The authors report no conflicts of interest.
What Is Known
- Lymphocytic duodenosis is relatively common finding on small bowel biopsy.
- Lymphocytic duodenosis corresponds with celiac disease histologic changes.
What Is New
- Rate of Lymphocytic duodenosis in children in similar to adults.
- Lymphocytic duodenosis was more common in children presenting with diarrhea.
- Even though Crohn, celiac and Helicobacter pylori diseases were more common in children with lymphocytic duodenosis, most cases ended up with functional gastrointestinal disorder.

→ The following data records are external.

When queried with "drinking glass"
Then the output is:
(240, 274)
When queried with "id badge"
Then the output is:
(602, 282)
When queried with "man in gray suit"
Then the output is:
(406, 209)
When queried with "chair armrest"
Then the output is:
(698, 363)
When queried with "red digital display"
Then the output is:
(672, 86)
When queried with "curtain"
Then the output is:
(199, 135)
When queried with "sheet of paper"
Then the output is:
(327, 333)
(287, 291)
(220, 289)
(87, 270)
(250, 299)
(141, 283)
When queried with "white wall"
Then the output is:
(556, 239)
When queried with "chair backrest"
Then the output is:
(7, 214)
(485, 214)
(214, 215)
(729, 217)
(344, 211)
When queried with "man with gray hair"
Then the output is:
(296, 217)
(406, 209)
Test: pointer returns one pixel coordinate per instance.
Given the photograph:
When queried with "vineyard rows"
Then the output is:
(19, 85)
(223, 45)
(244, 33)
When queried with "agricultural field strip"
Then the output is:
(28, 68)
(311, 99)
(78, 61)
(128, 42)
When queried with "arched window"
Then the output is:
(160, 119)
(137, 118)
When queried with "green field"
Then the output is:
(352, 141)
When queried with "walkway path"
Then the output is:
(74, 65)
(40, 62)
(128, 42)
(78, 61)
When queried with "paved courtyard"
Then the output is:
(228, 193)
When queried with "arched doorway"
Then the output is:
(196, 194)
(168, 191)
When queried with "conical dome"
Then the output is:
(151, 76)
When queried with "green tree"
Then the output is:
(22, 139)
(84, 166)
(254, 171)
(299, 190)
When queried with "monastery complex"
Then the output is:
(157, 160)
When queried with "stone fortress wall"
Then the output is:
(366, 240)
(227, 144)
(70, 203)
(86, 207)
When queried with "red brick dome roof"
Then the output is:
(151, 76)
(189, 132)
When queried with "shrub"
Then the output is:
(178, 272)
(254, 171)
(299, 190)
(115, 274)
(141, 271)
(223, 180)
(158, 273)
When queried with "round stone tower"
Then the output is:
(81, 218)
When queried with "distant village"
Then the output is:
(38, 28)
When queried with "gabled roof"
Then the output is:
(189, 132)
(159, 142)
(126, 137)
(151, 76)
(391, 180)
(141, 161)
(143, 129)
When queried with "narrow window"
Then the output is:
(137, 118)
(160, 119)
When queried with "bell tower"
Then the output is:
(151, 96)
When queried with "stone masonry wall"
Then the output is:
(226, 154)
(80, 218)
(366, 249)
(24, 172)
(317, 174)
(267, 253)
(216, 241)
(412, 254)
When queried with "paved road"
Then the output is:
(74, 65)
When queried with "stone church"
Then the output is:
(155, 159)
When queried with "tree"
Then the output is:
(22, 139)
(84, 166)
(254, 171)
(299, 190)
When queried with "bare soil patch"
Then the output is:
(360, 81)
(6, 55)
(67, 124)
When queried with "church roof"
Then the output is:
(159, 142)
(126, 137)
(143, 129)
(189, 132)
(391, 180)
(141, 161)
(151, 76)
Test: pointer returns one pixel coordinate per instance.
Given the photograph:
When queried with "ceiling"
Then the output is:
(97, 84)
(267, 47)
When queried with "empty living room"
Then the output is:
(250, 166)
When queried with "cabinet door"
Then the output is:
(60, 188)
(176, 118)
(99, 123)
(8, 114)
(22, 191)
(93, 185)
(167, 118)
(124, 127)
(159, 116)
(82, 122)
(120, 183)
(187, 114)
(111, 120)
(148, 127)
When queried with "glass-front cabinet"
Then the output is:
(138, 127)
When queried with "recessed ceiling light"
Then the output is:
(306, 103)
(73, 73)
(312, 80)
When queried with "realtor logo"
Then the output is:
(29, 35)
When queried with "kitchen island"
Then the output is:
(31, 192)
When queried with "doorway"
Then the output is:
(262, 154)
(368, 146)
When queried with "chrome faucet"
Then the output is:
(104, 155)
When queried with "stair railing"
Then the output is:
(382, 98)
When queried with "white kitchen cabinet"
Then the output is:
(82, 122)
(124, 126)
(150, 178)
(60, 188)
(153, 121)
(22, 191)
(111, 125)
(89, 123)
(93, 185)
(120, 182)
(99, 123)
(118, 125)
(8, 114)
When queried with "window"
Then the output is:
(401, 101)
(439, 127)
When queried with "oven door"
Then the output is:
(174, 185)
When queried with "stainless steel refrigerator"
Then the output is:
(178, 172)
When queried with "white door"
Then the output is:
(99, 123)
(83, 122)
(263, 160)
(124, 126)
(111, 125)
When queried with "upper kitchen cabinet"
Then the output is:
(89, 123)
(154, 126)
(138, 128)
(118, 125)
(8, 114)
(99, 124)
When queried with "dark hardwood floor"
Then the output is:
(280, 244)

The small bowel villous surface is composed mostly of absorptive epithelial cells (ECs) with occasional interspersed intraepithelial lymphocytes (IELs). Those IELs are an essential part of the small bowel defense and surveillance system that responds to the stress of antigenic triggers (1–4). The clinical significance of identifying an increase in the number of IELs (>25/100 ECs) with intact villous architecture, defined as lymphocytic duodenosis (LD) is still unclear to pathologists and clinicians. With the evolution of pediatric gastroenterology as a specialty, the number of gastrointestinal (GI) procedures in children have increased over the last decades (5), hence more histologic changes without clear clinical significance like mild chronic gastritis and LD are reported (5–8). LD is relatively a common histologic finding on duodenal biopsies of children undergoing EGD because of GI symptoms. Previous studies that were mostly adult studies suggested that LD can be found in up to 3.8% of duodenal biopsies (9). LD also corresponds to grade1 of Marsh classification that describes the early histologic changes of celiac disease (CD), hence the presence of LD may result in adding to pathology reports the following comment “LD can be seen in symptomatic, latent, or partially treated CD, dermatitis herpetiformis, and First-degree relatives of patients with CD” (10). On the basis of that, previously published studies have focused on the risk of CD in patients with LD. It has been suggested that up to 10% of adult LD cases end up with CD diagnosis (8). It is important to note that LD has also been found to be associated with other disorders like inflammatory bowel disease (IBD) (Crohn disease and ulcerative colitis), cow's milk protein intolerance, GI infections, Helicobacter infection, and the use of medications like nonsteroidal anti-inflammatory drugs (NSAID) (8,11–17).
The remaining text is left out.